The life of a closeted athlete -- or of anyone who chooses to live in the closet for a myriad of reasons -- is most accurately categorized not as a life of deception, but as one of duality. For many in the closet, their stories are often categorized by this idea of a "double life," and the stress of living this duplicitous lifestyle is what eventually brought Olympic hopeful Tom Luchsinger out of the closet.
Luchsinger describes his experience in a brave coming-out piece for Outsports, remembering a particular morning in April 2013. "I wake up and look at the clock. 2:58 AM," Luchsinger begins. "I don't have to be up for another two hours and five minutes for the first of three workouts. Yes, I'm that exact. In the wee hours of twilight my mind begins to race. I can feel my heart rate rising and my body beginning to perspire as I think, 'You're gay.'"
As a way to escape this reality, Luchsinger says, he threw himself into his activities. In addition to being a star swimmer for the University of North Carolina Tar Heels, Luchsinger is a diligent student. By a student athlete's yardstick, Luchsinger has a lot going for him. But the constant criticism he put on himself for being a gay man infiltrated everything about his sense of self-worth. "You name it, I hate it about myself," he puts it simply in the Outsports piece.
Just a few months later, at the 2013 U.S. National Championships in June, Luchsinger won the title in the 200-meter butterfly and qualified for the 2013 World Aquatics Championship in Barcelona. After the national title, Luchsinger says, his life changed, as he was suddenly projected to make the 2016 Olympic team. "I had attention from fans, I had a sponsor, and I found a new responsibility to keep the swimming community updated on the majority of my life," he recalls.
With the newfound fame came newfound fears, particularly about being outed, either on social media or by the press. He knew the attention he was getting was for his immense talent, and any press covering him were most likely doing so because he was a national champion. But the double life and haunting fear that someone could out him at any moment elicited paranoia and self-deprecation from Luchsinger. "I always wondered, 'Why would anyone want to take a picture of me? Why would anyone want to film me? I'm nothing but an unaccomplished, closeted queer.'"
The spotlight was jarring, but even more so when Luchsinger began to turn the microscope onto himself. "How was I supposed to be comfortable in front of a camera when I couldn't stomach looking at myself in the mirror?" he remembers thinking. "The attention that some athletes revel in was causing me turmoil."
As the attention grew, he found himself increasing his efforts to mask his sexuality, obsessively censoring himself on social media and trying to appear more masculine in interviews. "I was the King of the Double Life," he recalls.
The duplicity proved to much to bear, and earlier this year, Luchsinger made the decision to come out. He made a deal with himself that if he didn't repeat his championship title, he would come out publicly. When he finished a disappointing seventh in June, he decided it was time.

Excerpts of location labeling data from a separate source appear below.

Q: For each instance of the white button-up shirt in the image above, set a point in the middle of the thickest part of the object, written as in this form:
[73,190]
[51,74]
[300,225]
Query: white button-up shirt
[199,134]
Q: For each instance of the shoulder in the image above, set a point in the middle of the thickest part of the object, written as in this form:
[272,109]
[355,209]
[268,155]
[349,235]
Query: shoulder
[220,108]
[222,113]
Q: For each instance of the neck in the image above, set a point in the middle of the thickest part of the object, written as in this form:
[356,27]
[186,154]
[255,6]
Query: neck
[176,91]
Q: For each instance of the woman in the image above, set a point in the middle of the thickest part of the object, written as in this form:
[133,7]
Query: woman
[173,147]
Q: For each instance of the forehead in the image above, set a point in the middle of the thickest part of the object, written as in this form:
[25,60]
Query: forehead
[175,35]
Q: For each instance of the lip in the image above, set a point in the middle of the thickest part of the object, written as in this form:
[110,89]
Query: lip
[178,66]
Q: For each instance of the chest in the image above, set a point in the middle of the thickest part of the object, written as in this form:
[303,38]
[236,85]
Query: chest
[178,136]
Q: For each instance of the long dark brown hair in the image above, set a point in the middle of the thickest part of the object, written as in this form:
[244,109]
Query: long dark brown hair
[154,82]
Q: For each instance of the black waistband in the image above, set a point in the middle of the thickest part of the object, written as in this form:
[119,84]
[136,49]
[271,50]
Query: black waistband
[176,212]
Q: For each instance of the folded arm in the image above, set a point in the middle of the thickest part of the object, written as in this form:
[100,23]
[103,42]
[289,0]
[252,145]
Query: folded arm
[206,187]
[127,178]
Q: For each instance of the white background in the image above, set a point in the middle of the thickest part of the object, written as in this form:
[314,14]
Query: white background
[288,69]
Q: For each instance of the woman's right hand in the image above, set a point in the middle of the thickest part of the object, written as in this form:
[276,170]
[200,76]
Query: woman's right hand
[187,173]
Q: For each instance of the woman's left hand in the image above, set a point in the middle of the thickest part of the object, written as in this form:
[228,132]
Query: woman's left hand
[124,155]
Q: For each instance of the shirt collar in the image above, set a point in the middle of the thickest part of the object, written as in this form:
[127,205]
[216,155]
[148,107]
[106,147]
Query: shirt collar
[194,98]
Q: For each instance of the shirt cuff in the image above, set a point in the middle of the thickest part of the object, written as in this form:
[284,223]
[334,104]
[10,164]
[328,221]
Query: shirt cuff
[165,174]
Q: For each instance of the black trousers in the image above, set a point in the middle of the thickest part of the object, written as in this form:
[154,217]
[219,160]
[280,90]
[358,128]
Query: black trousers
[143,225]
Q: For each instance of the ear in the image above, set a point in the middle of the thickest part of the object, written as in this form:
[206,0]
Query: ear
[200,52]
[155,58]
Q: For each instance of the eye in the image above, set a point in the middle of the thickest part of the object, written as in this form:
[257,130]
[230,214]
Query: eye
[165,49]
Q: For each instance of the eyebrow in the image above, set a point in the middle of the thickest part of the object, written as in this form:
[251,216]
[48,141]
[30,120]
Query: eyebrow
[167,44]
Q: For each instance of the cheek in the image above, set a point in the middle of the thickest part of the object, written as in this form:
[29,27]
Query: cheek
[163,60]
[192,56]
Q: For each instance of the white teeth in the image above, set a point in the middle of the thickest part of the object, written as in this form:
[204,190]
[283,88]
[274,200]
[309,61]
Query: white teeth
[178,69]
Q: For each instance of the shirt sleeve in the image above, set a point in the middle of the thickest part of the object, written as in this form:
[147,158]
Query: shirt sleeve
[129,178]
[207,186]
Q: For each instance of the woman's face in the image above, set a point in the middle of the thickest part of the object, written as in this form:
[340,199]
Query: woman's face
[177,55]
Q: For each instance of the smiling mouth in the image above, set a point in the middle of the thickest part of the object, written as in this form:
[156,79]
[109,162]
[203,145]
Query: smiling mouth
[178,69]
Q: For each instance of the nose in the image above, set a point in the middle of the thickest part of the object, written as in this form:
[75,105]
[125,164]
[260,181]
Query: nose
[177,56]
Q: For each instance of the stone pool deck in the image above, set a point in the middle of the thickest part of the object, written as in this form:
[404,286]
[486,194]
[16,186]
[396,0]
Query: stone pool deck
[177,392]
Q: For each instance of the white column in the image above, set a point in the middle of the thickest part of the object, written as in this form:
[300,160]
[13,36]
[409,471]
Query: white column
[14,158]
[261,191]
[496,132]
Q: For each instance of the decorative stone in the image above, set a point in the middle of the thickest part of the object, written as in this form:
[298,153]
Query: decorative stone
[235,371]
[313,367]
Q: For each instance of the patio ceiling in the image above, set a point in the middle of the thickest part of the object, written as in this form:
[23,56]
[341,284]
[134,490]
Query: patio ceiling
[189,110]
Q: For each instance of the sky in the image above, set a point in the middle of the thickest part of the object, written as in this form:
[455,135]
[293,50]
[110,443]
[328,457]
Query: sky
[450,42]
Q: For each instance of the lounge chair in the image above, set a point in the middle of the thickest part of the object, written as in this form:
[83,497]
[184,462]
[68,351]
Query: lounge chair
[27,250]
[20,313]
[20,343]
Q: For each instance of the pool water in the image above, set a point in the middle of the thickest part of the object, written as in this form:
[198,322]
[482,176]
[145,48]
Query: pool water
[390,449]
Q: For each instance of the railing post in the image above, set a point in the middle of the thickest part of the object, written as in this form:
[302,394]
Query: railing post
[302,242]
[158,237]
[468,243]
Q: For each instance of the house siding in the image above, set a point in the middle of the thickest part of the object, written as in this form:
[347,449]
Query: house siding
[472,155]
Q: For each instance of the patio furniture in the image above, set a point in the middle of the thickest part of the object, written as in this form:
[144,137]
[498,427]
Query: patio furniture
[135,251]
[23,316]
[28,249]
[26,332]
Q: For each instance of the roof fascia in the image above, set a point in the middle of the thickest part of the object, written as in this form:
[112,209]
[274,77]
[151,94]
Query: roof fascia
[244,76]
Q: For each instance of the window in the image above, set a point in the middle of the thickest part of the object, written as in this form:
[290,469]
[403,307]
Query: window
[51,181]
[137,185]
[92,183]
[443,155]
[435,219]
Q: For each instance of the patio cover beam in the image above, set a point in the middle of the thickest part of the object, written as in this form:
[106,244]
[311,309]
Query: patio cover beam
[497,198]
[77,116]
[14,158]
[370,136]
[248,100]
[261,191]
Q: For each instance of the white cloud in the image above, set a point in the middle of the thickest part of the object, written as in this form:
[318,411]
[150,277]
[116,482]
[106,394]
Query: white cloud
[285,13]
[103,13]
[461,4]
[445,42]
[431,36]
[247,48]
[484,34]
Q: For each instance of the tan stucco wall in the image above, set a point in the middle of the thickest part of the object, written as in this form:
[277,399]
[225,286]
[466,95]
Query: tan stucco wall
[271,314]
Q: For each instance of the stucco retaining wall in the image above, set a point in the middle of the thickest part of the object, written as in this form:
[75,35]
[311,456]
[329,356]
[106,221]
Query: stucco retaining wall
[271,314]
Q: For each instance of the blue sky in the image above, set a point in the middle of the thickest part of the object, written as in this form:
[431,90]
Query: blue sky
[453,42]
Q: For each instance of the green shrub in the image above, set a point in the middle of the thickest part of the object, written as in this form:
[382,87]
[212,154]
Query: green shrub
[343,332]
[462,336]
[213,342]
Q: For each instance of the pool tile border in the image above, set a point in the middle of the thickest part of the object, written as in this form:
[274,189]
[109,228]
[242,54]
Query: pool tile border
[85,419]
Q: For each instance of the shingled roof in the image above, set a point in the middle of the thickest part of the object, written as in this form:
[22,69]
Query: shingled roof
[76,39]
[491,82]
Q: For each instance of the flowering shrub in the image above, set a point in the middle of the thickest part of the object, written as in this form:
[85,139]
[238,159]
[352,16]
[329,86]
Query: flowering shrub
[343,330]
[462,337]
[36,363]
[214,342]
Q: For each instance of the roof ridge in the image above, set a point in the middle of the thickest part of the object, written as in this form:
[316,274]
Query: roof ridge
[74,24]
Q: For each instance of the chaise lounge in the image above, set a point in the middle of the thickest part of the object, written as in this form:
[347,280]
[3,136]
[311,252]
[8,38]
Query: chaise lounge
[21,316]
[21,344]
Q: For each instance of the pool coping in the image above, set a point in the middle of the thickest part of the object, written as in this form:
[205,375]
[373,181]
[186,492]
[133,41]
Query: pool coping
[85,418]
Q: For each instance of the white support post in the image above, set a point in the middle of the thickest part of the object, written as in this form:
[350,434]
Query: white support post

Like most people beginning the process of coming out, Luchsinger first reached out to those whom it would be easiest to tell: a gay former UNC swimmer; his understanding and nurturing older brother; and his best friend, Kate, who was excited and not the least bit taken aback.
Next came his parents, whom Luchsinger called from a hotel room in Chicago. "I'm gay. And I'm scared," he told them. But their reaction couldn't have been more supportive. "I lucked out to get them as my parents," he says.
With each person he told, Luchsinger says. the experience got easier. "It was shocking how easy something that caused me so much pain and anxiety simply began to roll off my tongue," he says, adding, "The best part: No one seemed to care!"
Luchsinger's proverbial cloak of shame shrunk down to the size of his swim trunks, and in its place came a sense of pride in not only his sexuality but his courage. "For years, my sexuality was the quality I was most ashamed of about myself. But now it seems that being gay is one of the characteristics I'm most proud of. I have accomplishments linked to my name that most heterosexual men will never have. I've overcome the fear of being rejected from the people I love the most."
As an athlete, Luchsinger has trained for years to be the best possible version of himself. He says that now that he is out, the fears and stresses he had been carrying have subsided tremendously, and he is able now to focus on the things he likes about himself, rather than living in the world of perpetual self-judgment he described so vividly back in 2013. Or, to put it simply: "I'm still the same person I have always been, just a hell of a lot better at it."